Monday, 16 September 2013

We got it wrong on warming, says IPCC The OZ 16/9

ATT John Stanley EX THE ESTEEMED PAUL MURRAY SHOW A COUPLE OF HOURS AGO:

 Why did you say that the Australian took off the IPCC article - this one -  from it's website? 

TIME: APPROX 9.40 pm Skynews / Paul Murray Show - 16/9/13

When this is plainly not true - as indeed your claim as to gross errors  by them in matters of temperatures???
Regards
Geoff Seidner

  • THE AUSTRALIAN
  • SEPTEMBER 16, 2013 12:00AM

THE Intergovernmental Panel on Climate Change's latest assessment reportedly admits its computer drastically overestimated rising temperatures, and over the past 60 years the world has in fact been warming at half the rate claimed in the previous IPCC report in 2007.
More importantly, according to reports in British and US media, the draft report appears to suggest global temperatures were less sensitive to rising levels of atmospheric carbon dioxide than was previously thought.
The 2007 assessment report said the planet was warming at a rate of 0.2C every decade, but according to Britain's The Daily Mail the draft update report says the true figure since 1951 has been 0.12C.
Last week, the IPCC was forced to deny it was locked in crisis talks as reports intensified that scientists were preparing to revise down the speed at which climate change is happening and its likely impact.
It is believed the IPCC draft report will still conclude there is now greater confidence that climate change is real, humans are having a major impact and that the world will continue to warm catastrophically unless drastic action is taken to curb greenhouse gas emissions.
The impacts would include big rises in the sea level, floods, droughts and the disappearance of the Arctic icecap.
But claimed contradictions in the report have led to calls for the IPCC report process to be scrapped.
Professor Judith Curry, head of climate science at the Georgia Institute of Technology in Atlanta, told The Daily Mail the leaked summary showed "the science is clearly not settled, and is in a state of flux".
The Wall Street Journal said the updated report, due out on September 27, would show "the temperature rise we can expect as a result of manmade emissions of carbon dioxide is lower than the IPCC thought in 2007".
The WSJ report said the change was small but "it is significant because it points to the very real possibility that, over the next several generations, the overall effect of climate change will be positive for humankind and the planet".
After several leaks and reports on how climate scientists would deal with a slowdown in the rate of average global surface temperatures over the past decade, the IPCC was last week forced to deny it had called for crisis talks.
"Contrary to the articles the IPCC is not holding any crisis meeting," it said in a statement.
The IPCC said more than 1800 comments had been received on the final draft of the "summary for policymakers" to be considered at a meeting in Stockholm before the release of the final report.
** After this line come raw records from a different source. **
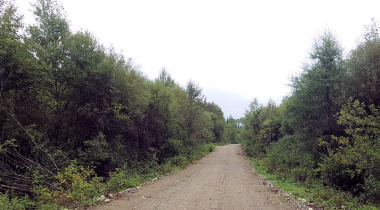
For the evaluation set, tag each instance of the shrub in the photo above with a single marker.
(7, 203)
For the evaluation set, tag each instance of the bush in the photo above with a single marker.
(76, 186)
(7, 203)
(120, 180)
(288, 156)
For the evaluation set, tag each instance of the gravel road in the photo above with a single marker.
(223, 179)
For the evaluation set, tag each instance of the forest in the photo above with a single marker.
(326, 133)
(79, 120)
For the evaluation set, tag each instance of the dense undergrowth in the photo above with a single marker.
(78, 120)
(77, 186)
(323, 141)
(314, 192)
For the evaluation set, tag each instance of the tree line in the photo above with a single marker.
(66, 100)
(327, 130)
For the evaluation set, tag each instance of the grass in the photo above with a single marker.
(326, 197)
(79, 186)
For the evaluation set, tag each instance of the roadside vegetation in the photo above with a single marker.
(323, 140)
(78, 120)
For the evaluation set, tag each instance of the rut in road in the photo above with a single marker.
(223, 179)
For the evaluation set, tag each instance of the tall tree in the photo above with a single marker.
(364, 67)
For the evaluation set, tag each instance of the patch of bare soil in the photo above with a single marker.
(223, 179)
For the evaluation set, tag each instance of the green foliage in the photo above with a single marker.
(15, 203)
(121, 180)
(305, 140)
(72, 112)
(289, 156)
(76, 186)
(354, 164)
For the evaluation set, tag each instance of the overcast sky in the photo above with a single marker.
(234, 49)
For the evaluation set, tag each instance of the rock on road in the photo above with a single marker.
(223, 179)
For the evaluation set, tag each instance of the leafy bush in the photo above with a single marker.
(120, 180)
(288, 156)
(353, 164)
(76, 186)
(7, 203)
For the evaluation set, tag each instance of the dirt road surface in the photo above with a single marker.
(223, 179)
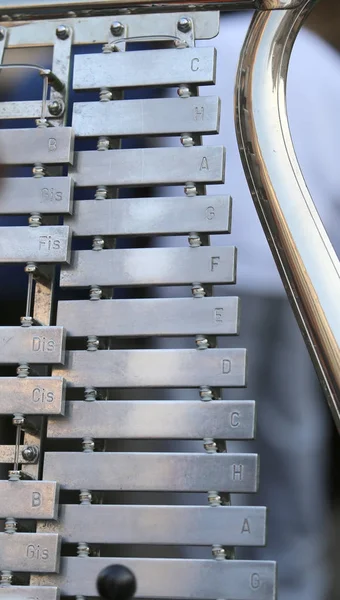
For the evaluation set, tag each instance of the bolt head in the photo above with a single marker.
(30, 453)
(62, 32)
(184, 24)
(117, 28)
(55, 108)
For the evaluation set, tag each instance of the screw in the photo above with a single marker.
(214, 498)
(62, 32)
(206, 393)
(30, 453)
(184, 91)
(197, 290)
(218, 552)
(97, 243)
(26, 321)
(187, 140)
(23, 371)
(184, 24)
(55, 108)
(194, 240)
(95, 293)
(85, 497)
(10, 525)
(190, 189)
(117, 28)
(35, 220)
(31, 268)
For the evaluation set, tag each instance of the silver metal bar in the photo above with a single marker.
(152, 471)
(29, 499)
(159, 419)
(7, 454)
(193, 525)
(46, 195)
(147, 68)
(30, 552)
(151, 216)
(46, 244)
(155, 368)
(40, 145)
(21, 109)
(32, 395)
(148, 316)
(303, 253)
(35, 345)
(96, 29)
(149, 166)
(173, 578)
(21, 592)
(150, 266)
(158, 116)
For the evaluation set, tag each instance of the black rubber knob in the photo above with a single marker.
(116, 582)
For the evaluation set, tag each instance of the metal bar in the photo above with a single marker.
(151, 216)
(35, 345)
(21, 109)
(173, 578)
(149, 166)
(308, 265)
(32, 395)
(21, 592)
(193, 525)
(155, 368)
(96, 29)
(153, 471)
(38, 8)
(30, 552)
(158, 419)
(145, 68)
(29, 499)
(46, 195)
(40, 145)
(158, 116)
(7, 455)
(150, 266)
(48, 244)
(148, 316)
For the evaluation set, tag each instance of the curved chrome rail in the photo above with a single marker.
(307, 263)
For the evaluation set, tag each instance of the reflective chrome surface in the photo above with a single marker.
(304, 256)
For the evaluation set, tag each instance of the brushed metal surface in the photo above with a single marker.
(149, 166)
(154, 368)
(40, 145)
(194, 525)
(35, 345)
(29, 499)
(46, 195)
(156, 419)
(30, 552)
(151, 216)
(32, 395)
(148, 316)
(45, 244)
(145, 68)
(152, 471)
(29, 592)
(155, 116)
(150, 266)
(174, 578)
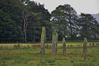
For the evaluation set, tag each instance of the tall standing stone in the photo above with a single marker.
(64, 46)
(43, 37)
(54, 42)
(85, 48)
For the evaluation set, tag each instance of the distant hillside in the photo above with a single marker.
(96, 16)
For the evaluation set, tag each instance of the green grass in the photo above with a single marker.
(29, 55)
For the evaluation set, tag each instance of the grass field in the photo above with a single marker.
(29, 55)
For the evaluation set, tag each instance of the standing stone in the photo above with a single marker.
(54, 42)
(64, 46)
(85, 48)
(43, 37)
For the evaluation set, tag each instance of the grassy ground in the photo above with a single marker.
(29, 55)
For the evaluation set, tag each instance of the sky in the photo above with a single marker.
(81, 6)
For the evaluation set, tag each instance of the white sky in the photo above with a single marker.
(81, 6)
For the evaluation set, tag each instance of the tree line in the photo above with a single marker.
(22, 21)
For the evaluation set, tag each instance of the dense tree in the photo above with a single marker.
(65, 18)
(10, 21)
(89, 27)
(21, 20)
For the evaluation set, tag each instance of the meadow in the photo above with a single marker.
(18, 54)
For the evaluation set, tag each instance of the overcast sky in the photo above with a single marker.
(81, 6)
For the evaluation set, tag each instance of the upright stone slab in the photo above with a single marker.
(64, 46)
(85, 48)
(54, 42)
(43, 37)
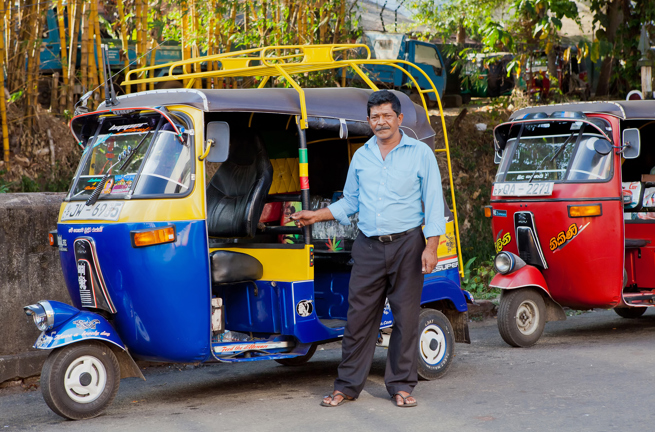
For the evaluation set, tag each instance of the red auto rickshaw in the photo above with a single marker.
(573, 214)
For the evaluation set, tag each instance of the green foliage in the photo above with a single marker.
(476, 280)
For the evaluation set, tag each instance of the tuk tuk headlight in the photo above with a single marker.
(42, 314)
(504, 262)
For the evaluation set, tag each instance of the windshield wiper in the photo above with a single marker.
(559, 150)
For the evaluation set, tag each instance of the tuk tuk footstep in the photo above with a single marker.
(345, 399)
(404, 398)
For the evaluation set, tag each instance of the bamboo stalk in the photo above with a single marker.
(124, 45)
(72, 53)
(98, 56)
(63, 43)
(3, 102)
(84, 61)
(92, 69)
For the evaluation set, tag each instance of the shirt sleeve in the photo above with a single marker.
(349, 204)
(432, 196)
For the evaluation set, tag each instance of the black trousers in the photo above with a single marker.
(383, 270)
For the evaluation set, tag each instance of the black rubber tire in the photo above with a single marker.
(510, 302)
(428, 319)
(630, 312)
(54, 371)
(169, 85)
(300, 360)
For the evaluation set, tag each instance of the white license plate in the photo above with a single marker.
(523, 189)
(109, 210)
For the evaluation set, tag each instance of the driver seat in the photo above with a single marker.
(236, 194)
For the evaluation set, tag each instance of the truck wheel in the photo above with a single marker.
(634, 312)
(436, 344)
(80, 381)
(300, 360)
(521, 317)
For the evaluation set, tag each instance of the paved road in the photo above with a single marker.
(593, 372)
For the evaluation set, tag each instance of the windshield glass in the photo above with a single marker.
(554, 151)
(155, 159)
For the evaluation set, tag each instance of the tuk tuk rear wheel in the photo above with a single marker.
(521, 317)
(80, 381)
(436, 344)
(630, 312)
(299, 360)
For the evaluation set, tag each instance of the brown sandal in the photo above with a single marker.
(345, 399)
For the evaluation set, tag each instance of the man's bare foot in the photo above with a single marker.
(404, 398)
(336, 399)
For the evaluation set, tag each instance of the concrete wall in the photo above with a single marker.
(29, 272)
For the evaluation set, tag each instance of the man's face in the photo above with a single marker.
(384, 122)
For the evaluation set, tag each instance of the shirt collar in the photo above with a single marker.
(374, 141)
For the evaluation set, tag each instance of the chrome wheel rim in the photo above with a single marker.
(85, 379)
(527, 317)
(432, 345)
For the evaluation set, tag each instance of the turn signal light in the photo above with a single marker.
(152, 237)
(585, 210)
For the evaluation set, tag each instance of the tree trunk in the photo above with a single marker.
(615, 18)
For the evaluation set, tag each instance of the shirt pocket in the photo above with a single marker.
(402, 182)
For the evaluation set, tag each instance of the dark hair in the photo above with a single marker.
(382, 97)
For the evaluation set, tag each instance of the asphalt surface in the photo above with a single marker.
(593, 372)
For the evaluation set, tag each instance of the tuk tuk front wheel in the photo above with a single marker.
(299, 360)
(436, 344)
(521, 317)
(631, 312)
(80, 381)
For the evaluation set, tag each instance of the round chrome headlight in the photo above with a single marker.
(42, 314)
(504, 263)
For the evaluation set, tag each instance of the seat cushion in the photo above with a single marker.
(231, 267)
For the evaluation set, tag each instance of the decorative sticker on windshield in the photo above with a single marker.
(503, 241)
(123, 183)
(565, 237)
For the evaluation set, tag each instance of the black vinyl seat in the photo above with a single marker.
(236, 194)
(233, 267)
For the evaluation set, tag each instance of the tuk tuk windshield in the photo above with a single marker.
(156, 160)
(554, 151)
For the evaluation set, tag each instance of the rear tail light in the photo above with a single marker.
(152, 237)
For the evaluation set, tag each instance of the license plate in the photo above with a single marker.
(110, 210)
(524, 189)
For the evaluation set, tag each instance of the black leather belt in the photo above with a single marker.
(391, 237)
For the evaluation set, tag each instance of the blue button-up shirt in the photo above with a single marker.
(387, 193)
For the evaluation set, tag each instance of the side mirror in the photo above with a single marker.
(602, 147)
(219, 134)
(631, 143)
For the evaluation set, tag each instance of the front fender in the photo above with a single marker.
(80, 327)
(530, 276)
(524, 277)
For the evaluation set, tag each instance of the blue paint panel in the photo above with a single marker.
(444, 286)
(83, 326)
(331, 293)
(247, 312)
(162, 292)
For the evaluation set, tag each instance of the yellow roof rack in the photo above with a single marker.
(287, 60)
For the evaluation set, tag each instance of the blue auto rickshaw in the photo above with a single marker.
(174, 241)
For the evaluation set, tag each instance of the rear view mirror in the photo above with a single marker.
(218, 136)
(631, 143)
(602, 147)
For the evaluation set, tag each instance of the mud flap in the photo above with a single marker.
(554, 311)
(129, 368)
(460, 322)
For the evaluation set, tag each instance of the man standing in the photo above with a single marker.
(391, 179)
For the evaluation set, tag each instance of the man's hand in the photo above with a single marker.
(304, 218)
(429, 258)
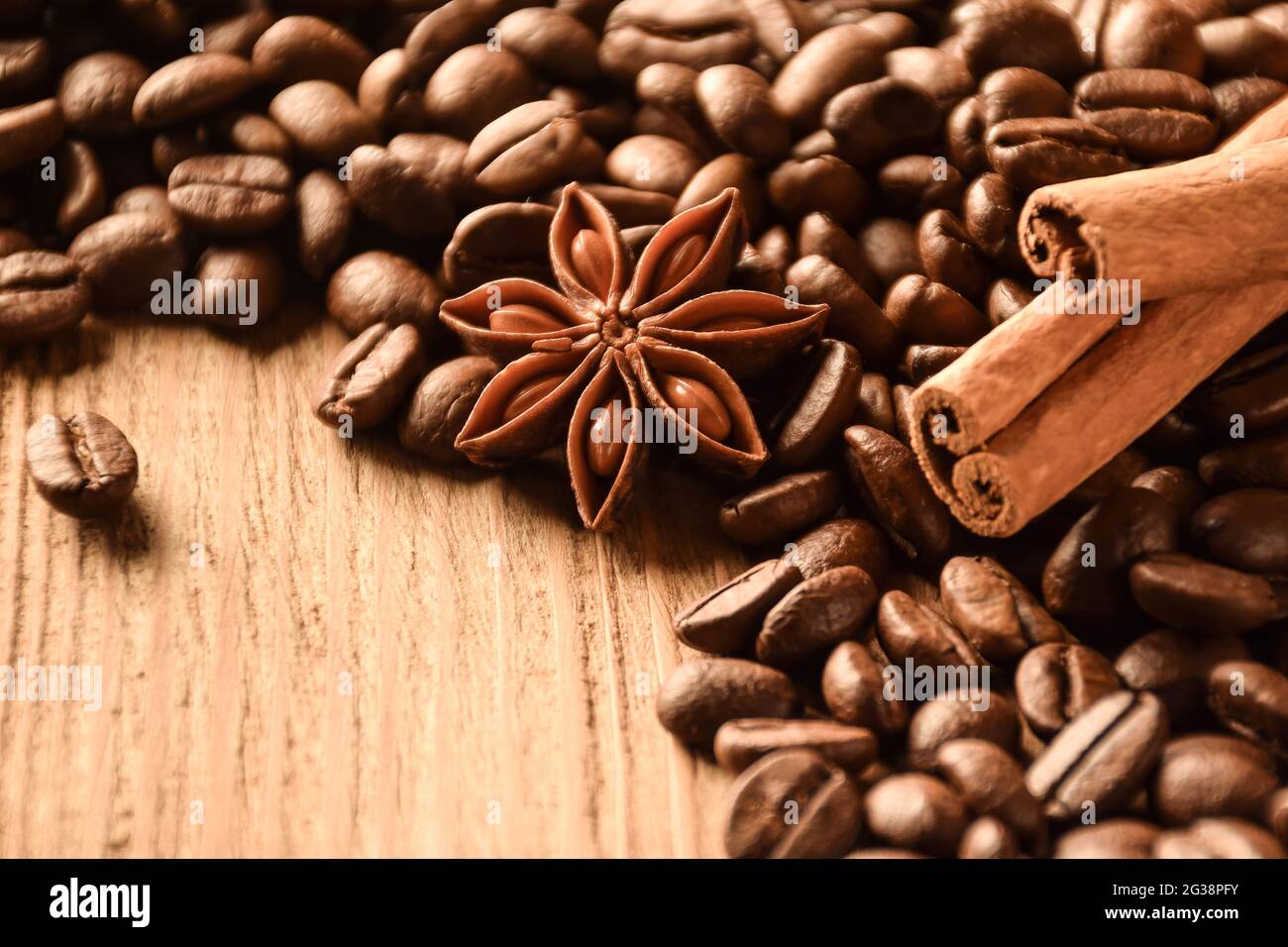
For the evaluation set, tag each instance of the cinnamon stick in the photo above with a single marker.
(1044, 399)
(1192, 227)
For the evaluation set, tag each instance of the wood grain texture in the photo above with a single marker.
(376, 657)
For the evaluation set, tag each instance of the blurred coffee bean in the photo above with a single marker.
(1086, 575)
(793, 804)
(781, 509)
(1202, 596)
(742, 742)
(699, 696)
(915, 812)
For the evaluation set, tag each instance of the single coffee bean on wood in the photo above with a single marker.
(82, 466)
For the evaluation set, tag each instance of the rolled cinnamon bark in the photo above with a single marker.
(1192, 227)
(1107, 399)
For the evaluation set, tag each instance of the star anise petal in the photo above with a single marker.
(526, 406)
(587, 252)
(715, 408)
(603, 455)
(507, 317)
(694, 253)
(743, 331)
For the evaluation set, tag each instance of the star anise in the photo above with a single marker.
(669, 337)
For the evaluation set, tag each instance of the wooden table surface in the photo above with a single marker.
(323, 647)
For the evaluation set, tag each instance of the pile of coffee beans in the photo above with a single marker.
(223, 159)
It did not comment on the latest report, which said scientists accepted their forecast computers may have exaggerated the effect of increased carbon emissions on world temperatures and not taken enough notice of natural variability.
According to The Daily Mail, the draft report recognised the global warming "pause", with average temperatures not showing any statistically significant increase since 1997.
Scientists admitted large parts of the world had been as warm as they were now for decades at a time between 950 and 1250, centuries before the Industrial Revolution.
And, The Daily Mail said, a forecast in the 2007 report that hurricanes would become more intense had been dropped.
Writing in The Wall Street Journal, Matt Ridley said the draft report had revised downwards the "equilibrium climate sensitivity", a measure of eventual warming induced by a doubling of carbon dioxide in the atmosphere. It had also revised down the Transient Climate Response, the actual climate change expected from a doubling of atmospheric carbon dioxide about 70 years from now.
Ridley said most experts believed that warming of less than 2C from pre-industrial levels would result in no net economic and ecological damage. "Therefore, the new report is effectively saying (based on the middle of the range of the IPCC's emissions scenarios) that there is a better than 50-50 chance that by 2083 the benefits of climate change will still outweigh the harm," he said.